A webR tutorial
Exploring cross tabulations

Recap: Our Fake News Investigation
In class, we analyzed two variables from a study of online news articles:
Variable A: Does the article have an exclamation point in the title? (No, Yes)
Variable B: Is the article fake? (No, Yes)
We learned that:
P(Exclamation Point) = 0.12 (12% of articles have exclamation points)
P(Fake) = 0.40 (40% of articles are fake)
P(Fake | Exclamation Point) = 0.889 (89% of articles with exclamation points are fake)

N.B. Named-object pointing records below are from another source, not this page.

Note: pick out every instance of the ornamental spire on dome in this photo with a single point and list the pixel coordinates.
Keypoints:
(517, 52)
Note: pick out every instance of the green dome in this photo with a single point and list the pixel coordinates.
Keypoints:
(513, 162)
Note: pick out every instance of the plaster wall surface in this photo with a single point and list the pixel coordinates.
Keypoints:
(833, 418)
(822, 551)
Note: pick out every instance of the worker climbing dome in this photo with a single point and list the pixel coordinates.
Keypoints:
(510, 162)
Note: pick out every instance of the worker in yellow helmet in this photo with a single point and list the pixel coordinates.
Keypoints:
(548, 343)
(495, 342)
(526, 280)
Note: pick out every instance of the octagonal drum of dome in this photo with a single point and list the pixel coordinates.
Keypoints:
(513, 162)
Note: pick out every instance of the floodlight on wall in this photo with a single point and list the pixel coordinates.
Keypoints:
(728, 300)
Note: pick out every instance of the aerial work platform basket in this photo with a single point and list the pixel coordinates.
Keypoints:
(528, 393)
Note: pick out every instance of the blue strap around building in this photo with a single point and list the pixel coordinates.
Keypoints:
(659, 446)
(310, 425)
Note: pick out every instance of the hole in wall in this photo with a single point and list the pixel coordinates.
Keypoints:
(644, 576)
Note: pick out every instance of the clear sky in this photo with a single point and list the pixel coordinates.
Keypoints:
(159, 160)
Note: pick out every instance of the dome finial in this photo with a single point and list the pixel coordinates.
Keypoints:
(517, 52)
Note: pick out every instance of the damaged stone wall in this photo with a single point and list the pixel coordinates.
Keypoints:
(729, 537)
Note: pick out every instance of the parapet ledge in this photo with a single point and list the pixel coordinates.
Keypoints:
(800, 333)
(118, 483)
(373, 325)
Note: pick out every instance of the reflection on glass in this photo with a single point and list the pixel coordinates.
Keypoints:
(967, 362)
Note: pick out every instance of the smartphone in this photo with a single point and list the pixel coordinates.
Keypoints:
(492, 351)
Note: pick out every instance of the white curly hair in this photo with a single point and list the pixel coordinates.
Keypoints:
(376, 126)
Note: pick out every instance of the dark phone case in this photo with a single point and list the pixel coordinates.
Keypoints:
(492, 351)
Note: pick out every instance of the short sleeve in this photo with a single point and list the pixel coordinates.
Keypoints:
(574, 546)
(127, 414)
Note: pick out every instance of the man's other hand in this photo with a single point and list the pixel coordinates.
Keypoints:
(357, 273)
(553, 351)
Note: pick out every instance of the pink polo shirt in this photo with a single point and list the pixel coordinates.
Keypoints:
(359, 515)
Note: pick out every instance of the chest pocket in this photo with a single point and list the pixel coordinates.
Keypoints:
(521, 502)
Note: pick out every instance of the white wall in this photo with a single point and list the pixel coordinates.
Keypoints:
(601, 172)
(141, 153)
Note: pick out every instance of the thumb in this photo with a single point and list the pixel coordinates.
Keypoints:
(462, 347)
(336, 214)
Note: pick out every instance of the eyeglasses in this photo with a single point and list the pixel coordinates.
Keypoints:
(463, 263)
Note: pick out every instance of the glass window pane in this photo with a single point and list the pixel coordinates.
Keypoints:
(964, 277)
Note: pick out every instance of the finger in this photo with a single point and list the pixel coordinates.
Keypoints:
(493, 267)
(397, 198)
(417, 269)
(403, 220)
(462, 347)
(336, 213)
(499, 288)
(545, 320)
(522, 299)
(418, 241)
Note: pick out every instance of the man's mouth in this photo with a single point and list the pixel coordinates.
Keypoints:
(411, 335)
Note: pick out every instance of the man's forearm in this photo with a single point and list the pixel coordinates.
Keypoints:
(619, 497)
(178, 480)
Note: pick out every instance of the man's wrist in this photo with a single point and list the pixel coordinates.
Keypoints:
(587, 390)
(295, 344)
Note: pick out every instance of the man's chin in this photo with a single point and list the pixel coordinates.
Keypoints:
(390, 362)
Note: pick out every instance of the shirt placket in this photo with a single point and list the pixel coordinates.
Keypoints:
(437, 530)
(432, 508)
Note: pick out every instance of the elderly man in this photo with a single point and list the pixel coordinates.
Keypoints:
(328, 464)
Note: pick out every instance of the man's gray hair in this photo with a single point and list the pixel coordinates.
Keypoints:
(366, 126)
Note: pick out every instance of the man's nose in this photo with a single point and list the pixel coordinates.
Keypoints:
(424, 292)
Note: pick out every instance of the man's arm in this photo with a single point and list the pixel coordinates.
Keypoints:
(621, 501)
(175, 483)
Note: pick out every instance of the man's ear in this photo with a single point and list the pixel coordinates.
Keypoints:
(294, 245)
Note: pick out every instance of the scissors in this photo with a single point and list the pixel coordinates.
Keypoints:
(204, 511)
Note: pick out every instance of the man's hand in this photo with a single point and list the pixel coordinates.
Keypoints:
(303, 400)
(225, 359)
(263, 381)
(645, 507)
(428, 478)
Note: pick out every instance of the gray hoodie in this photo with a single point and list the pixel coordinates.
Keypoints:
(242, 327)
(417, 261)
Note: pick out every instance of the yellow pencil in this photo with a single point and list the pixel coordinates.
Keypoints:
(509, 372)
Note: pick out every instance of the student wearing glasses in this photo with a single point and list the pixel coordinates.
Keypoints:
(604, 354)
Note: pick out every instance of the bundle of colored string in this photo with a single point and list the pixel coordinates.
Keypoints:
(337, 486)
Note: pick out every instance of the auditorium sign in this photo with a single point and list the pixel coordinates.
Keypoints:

The custom function, called analyze_binary_association(), constructs a complete joint probability distribution table from these three estimates. It then calculates the key marginal, joint, and conditional probabilities discussed in the lecture. Press Run Code on the code chunk below to see the results.
Summarizing the results
The analysis revealed a strong association between exclamation points and fake news. Articles with exclamation points in their titles are much more likely to be fake (89%) compared to articles without exclamation points (33%). This 56-percentage-point difference is the risk difference (RD), reflecting the absolute gap in probabilities.
The risk ratio (RR) provides a relative comparison: the probability of an article being fake is about 2.7 times higher when it contains an exclamation point than when it does not.
Moving forward
Now let’s explore an alternative situation — imagining a world where the two variables have no relationship — when they are independent.
Key Concept
Independence: Two variables are independent if knowing the value of one tells you nothing about the other.
Mathematical definition:
\[
P(B \mid A) = P(B)
\]
That is, the probability of \(B\) happening is the same whether \(A\) happens or not.
Your Task
Step 1: Form a hypothesis
If “Exclamation Point” and “Fake Article” were independent, what value would we expect for \(P(\text{Fake} \mid \text{Exclamation})\)? \[
P(\text{Fake} \mid \text{Exclamation}) = P(\text{Fake}) = 0.40
\]
Step 2: Test independence
Run the function again using your hypothesized value for \(P(\text{Fake} \mid \text{Exclamation})\).
Step 3: Verify independence properties
If the two variables are truly independent, these relationships should hold:
Association Strength:
- The risk difference (RD) should equal 0, because the probabilities of Fake are the same for both Exclamation=Yes and Exclamation=No.
- The risk ratio (RR) should equal 1, since the ratio of equal probabilities is 1.
- The risk difference (RD) should equal 0, because the probabilities of Fake are the same for both Exclamation=Yes and Exclamation=No.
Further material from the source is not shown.